I use Dropbox for other active files, such as financial models too complex for Google Sheets.

Structured File Archive. I use Google Drive for archiving files that need to be structured into folders. For example, I have folders in my personal Google Drive for each year of tax documents.

Every company I work with uses Google Drive for their filing system. We keep very little paper. Search in Google Drive is so good that I almost always use the search bar at the top rather than browsing the folders.

Dropbox would also work for an archive, but each person shared on a folder would either have to store the files on their local computer or manage Dropbox settings to specify which folders aren’t synced locally. Dropbox search isn’t as good as Google Drive, and perhaps mostly importantly, Google offers a lot more free storage than Dropbox.

Unstructured Archive. Evernote is my digital brain. I dump everything in Evernote that doesn’t need to be in a structured file system. I take notes, keep track of ideas, and maintain a journal, for example.

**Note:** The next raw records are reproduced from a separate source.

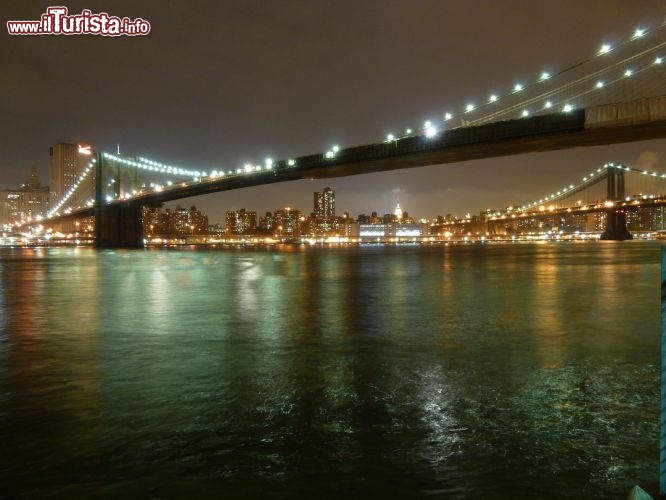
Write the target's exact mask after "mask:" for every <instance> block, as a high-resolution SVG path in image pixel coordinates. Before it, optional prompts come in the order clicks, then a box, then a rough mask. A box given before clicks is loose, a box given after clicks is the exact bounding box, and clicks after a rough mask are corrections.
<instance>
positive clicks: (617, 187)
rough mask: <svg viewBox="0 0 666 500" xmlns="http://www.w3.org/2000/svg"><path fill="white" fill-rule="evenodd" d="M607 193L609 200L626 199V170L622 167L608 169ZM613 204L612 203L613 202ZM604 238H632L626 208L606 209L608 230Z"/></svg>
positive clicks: (607, 225) (601, 237)
mask: <svg viewBox="0 0 666 500" xmlns="http://www.w3.org/2000/svg"><path fill="white" fill-rule="evenodd" d="M606 175H607V178H606V182H607V184H606V195H607V200H609V201H611V202H614V201H621V200H622V199H624V196H625V193H624V170H622V169H621V168H607V169H606ZM611 205H612V203H611ZM601 239H602V240H615V241H622V240H630V239H632V236H631V233H629V231H627V214H626V212H625V211H624V210H622V209H619V208H614V209H611V210H607V211H606V230H605V231H604V232H603V233H602V234H601Z"/></svg>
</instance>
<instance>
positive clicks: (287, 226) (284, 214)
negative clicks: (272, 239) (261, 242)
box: [273, 207, 305, 238]
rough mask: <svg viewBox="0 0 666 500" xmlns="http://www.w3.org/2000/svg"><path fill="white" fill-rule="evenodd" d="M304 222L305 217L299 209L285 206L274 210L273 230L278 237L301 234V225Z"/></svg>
mask: <svg viewBox="0 0 666 500" xmlns="http://www.w3.org/2000/svg"><path fill="white" fill-rule="evenodd" d="M304 222H305V218H304V217H303V216H302V215H301V211H300V210H294V209H292V208H290V207H286V208H284V209H281V210H276V211H275V213H274V227H273V230H274V232H275V235H276V236H278V237H290V238H293V237H296V236H300V235H301V225H302V223H304Z"/></svg>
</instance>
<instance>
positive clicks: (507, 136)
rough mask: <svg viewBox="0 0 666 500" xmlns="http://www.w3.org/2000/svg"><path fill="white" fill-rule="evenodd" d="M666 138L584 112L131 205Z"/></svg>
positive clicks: (416, 143) (380, 150) (345, 150)
mask: <svg viewBox="0 0 666 500" xmlns="http://www.w3.org/2000/svg"><path fill="white" fill-rule="evenodd" d="M664 137H666V120H659V121H653V122H647V123H637V124H627V125H615V126H608V127H596V128H585V110H576V111H573V112H571V113H558V114H552V115H543V116H535V117H530V118H521V119H517V120H510V121H503V122H495V123H490V124H487V125H480V126H475V127H467V128H457V129H451V130H448V131H443V132H440V133H439V134H438V135H437V136H435V137H433V138H426V137H425V136H414V137H405V138H401V139H399V140H397V141H391V142H384V143H379V144H370V145H364V146H357V147H351V148H347V149H341V150H340V151H339V152H338V153H337V154H336V155H335V157H334V158H325V156H324V155H323V154H321V153H320V154H314V155H309V156H302V157H297V158H294V160H295V165H294V166H288V164H287V161H286V160H283V161H276V162H275V163H274V166H273V169H272V170H271V171H261V172H253V173H249V174H248V173H242V174H238V175H231V176H225V177H220V178H215V179H211V178H206V179H205V180H202V181H201V182H197V183H186V185H184V186H180V185H176V184H174V185H173V186H170V187H165V188H164V189H163V190H162V191H161V192H148V193H142V194H140V195H138V196H136V197H133V198H132V200H131V201H132V203H140V204H146V205H147V204H153V203H163V202H167V201H174V200H178V199H181V198H189V197H193V196H199V195H202V194H209V193H215V192H219V191H227V190H233V189H241V188H245V187H251V186H258V185H263V184H271V183H276V182H285V181H292V180H300V179H326V178H332V177H344V176H350V175H359V174H368V173H374V172H383V171H387V170H397V169H403V168H413V167H423V166H428V165H440V164H446V163H457V162H463V161H469V160H478V159H483V158H493V157H498V156H510V155H516V154H520V153H530V152H545V151H553V150H559V149H569V148H575V147H582V146H599V145H607V144H616V143H621V142H632V141H641V140H649V139H659V138H664Z"/></svg>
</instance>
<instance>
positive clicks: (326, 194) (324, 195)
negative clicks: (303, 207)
mask: <svg viewBox="0 0 666 500" xmlns="http://www.w3.org/2000/svg"><path fill="white" fill-rule="evenodd" d="M311 219H312V220H311V221H310V222H311V223H310V228H309V230H308V231H307V233H308V234H311V235H313V236H315V235H318V234H326V233H328V232H330V231H333V230H334V229H335V227H334V226H335V191H333V190H332V189H331V188H329V187H326V188H324V190H323V191H322V192H317V193H315V194H314V212H313V213H312V217H311Z"/></svg>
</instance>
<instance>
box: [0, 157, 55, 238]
mask: <svg viewBox="0 0 666 500" xmlns="http://www.w3.org/2000/svg"><path fill="white" fill-rule="evenodd" d="M48 207H49V188H48V186H42V183H41V181H40V180H39V176H38V175H37V169H36V168H35V167H34V166H33V167H32V168H31V169H30V176H29V177H28V179H27V180H26V182H25V183H23V185H22V186H21V187H20V188H18V189H4V190H2V191H0V225H5V224H11V223H13V222H18V221H21V220H28V219H30V218H32V219H34V218H36V217H37V216H44V215H45V214H46V212H47V211H48Z"/></svg>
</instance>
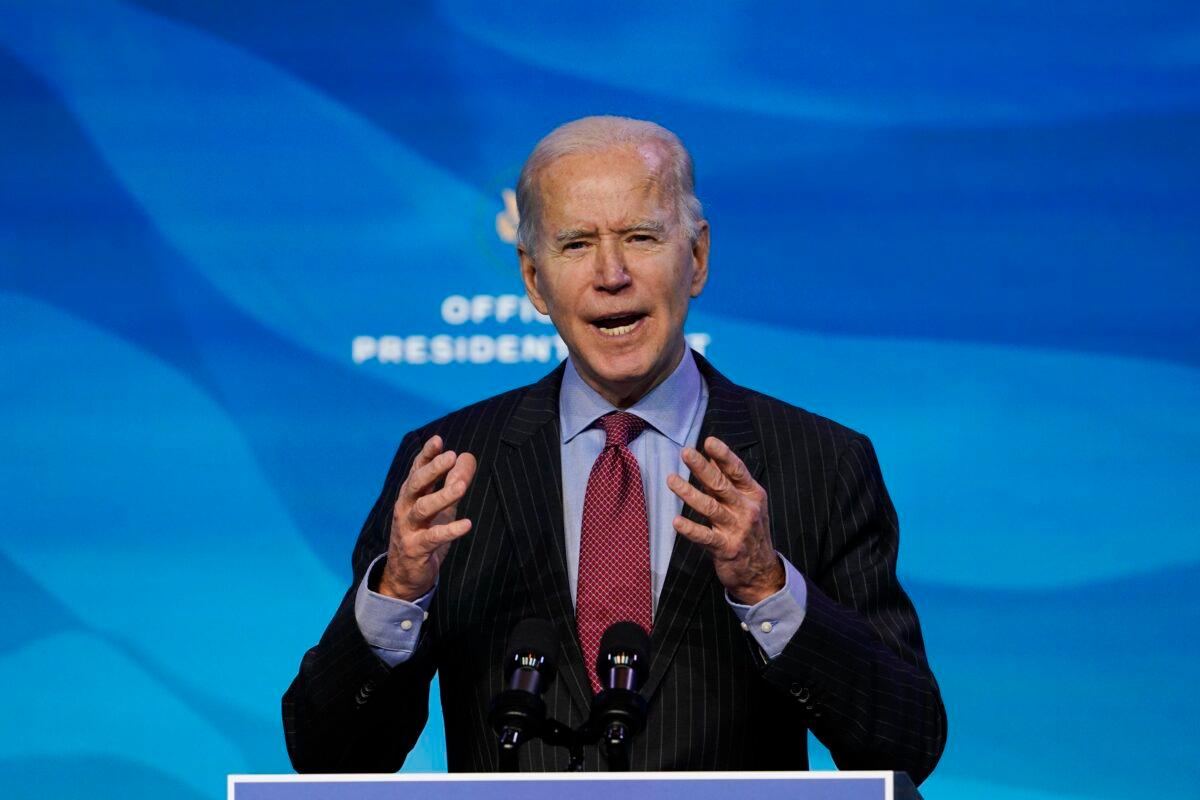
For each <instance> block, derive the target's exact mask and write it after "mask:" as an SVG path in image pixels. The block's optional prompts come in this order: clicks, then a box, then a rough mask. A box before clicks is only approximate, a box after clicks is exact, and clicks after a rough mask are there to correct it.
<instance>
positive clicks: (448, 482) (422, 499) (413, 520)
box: [408, 470, 467, 525]
mask: <svg viewBox="0 0 1200 800" xmlns="http://www.w3.org/2000/svg"><path fill="white" fill-rule="evenodd" d="M451 471H452V470H451ZM466 493H467V483H466V482H464V481H461V480H457V479H456V480H450V479H449V477H448V479H446V483H445V486H443V487H442V488H440V489H438V491H437V492H432V493H430V494H422V495H421V497H419V498H416V501H415V503H413V505H412V507H410V509H409V510H408V518H409V521H412V522H413V523H414V524H418V525H421V524H425V523H427V522H428V521H430V519H433V518H434V517H436V516H438V515H439V513H442V512H443V511H445V510H446V509H451V507H452V506H455V505H457V504H458V500H461V499H462V495H463V494H466ZM450 516H451V517H452V516H454V515H450Z"/></svg>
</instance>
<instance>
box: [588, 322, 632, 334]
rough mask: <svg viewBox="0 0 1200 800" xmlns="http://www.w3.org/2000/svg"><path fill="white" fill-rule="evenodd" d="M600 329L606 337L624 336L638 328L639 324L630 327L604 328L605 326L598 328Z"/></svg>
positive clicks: (621, 326)
mask: <svg viewBox="0 0 1200 800" xmlns="http://www.w3.org/2000/svg"><path fill="white" fill-rule="evenodd" d="M598 327H600V332H601V333H604V335H605V336H622V335H623V333H628V332H630V331H631V330H634V329H635V327H637V323H630V324H629V325H619V326H617V327H604V326H598Z"/></svg>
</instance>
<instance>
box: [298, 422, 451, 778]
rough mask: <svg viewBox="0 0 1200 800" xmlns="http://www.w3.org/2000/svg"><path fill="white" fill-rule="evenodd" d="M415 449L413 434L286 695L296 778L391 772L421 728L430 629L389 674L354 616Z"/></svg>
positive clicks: (400, 761)
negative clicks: (301, 772) (317, 630)
mask: <svg viewBox="0 0 1200 800" xmlns="http://www.w3.org/2000/svg"><path fill="white" fill-rule="evenodd" d="M419 447H420V441H419V440H418V438H416V437H415V435H414V434H409V435H407V437H406V438H404V440H403V441H402V443H401V445H400V449H398V451H397V453H396V458H395V459H394V461H392V464H391V469H390V470H389V473H388V480H386V481H385V483H384V487H383V492H382V493H380V495H379V499H378V501H376V505H374V507H373V509H372V510H371V513H370V516H368V517H367V521H366V523H364V525H362V531H361V533H360V535H359V541H358V545H356V546H355V548H354V557H353V559H352V566H353V571H354V579H353V581H352V582H350V587H349V589H348V590H347V593H346V596H344V597H343V599H342V602H341V604H340V606H338V607H337V612H336V613H335V614H334V619H332V620H331V621H330V624H329V627H326V628H325V632H324V634H323V636H322V637H320V640H319V642H318V643H317V645H316V646H313V648H312V649H311V650H308V651H307V652H306V654H305V656H304V660H302V661H301V662H300V672H299V674H298V675H296V676H295V679H294V680H293V681H292V685H290V686H289V687H288V691H287V692H286V693H284V694H283V732H284V736H286V739H287V746H288V756H289V757H290V758H292V765H293V766H294V768H295V770H296V771H298V772H395V771H396V770H398V769H400V768H401V766H402V765H403V763H404V758H406V757H407V756H408V752H409V751H410V750H412V748H413V745H415V744H416V739H418V738H419V736H420V734H421V730H422V729H424V728H425V722H426V717H427V716H428V694H430V681H431V680H432V678H433V672H434V669H436V663H434V658H433V652H432V651H433V646H432V642H431V639H432V638H433V634H432V632H431V631H430V630H428V628H430V627H432V626H426V631H425V632H424V633H422V636H421V638H420V642H419V643H418V645H416V650H415V651H414V652H413V655H412V657H409V658H408V660H407V661H406V662H404V663H401V664H400V666H397V667H395V668H389V667H388V666H386V664H385V663H384V662H383V661H380V660H379V657H378V655H376V652H374V651H373V650H372V648H371V645H370V644H367V642H366V640H365V639H364V637H362V633H361V632H360V630H359V626H358V622H356V621H355V616H354V600H355V595H356V590H358V587H359V584H360V583H361V582H362V578H364V576H365V575H366V571H367V569H368V566H370V565H371V563H372V561H373V560H374V559H376V558H377V557H378V555H379V554H380V553H384V552H386V549H388V539H389V536H390V533H391V509H392V506H394V505H395V501H396V497H397V495H398V493H400V485H401V483H402V482H403V481H404V476H406V475H407V474H408V469H409V465H410V464H412V462H413V459H414V458H415V457H416V452H418V450H419ZM299 590H302V588H300V589H299Z"/></svg>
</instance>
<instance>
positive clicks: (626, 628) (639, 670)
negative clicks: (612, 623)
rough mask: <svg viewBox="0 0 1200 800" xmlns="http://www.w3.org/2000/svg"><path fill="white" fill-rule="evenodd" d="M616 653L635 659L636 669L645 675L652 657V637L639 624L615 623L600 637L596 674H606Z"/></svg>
mask: <svg viewBox="0 0 1200 800" xmlns="http://www.w3.org/2000/svg"><path fill="white" fill-rule="evenodd" d="M614 652H623V654H625V655H629V656H632V657H634V669H635V672H637V673H640V674H644V672H646V667H647V664H648V663H649V656H650V637H649V634H648V633H647V632H646V628H643V627H642V626H641V625H638V624H637V622H630V621H623V622H613V624H612V625H610V626H608V630H606V631H605V632H604V636H601V637H600V652H599V654H598V655H596V672H598V673H599V674H604V670H605V669H607V668H608V667H610V666H611V664H610V661H608V660H610V657H611V656H612V655H613V654H614Z"/></svg>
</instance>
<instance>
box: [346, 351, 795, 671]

I don’t keep any paper. I use the Fujitsu ScanSnap iX500 Scanner to scan everything from utility bills to kids’ report cards. I don’t usually worry about tagging notes or naming files because Evernote can search text within PDFs and images (even handwritten text).

How I use Evernote can also be another full blog post, but suffice to say, it’s awesome! I can access my entire life in seconds from anywhere.

This has been a quick overview of the productivity system that helps me keep track of everything going on in all areas of my life. With RTM, I know what I need to do at any given time, and I don’t worry about everything else. With Google Calendar I never need to worry about missing an appointment or double booking myself. With Dropbox, Google Drive, and Evernote, I never need to spend time searching for anything.

Using these tools allows me to focus on getting things done rather than trying to figure out what needs to be done.

Question: What productivity tools do you find useful?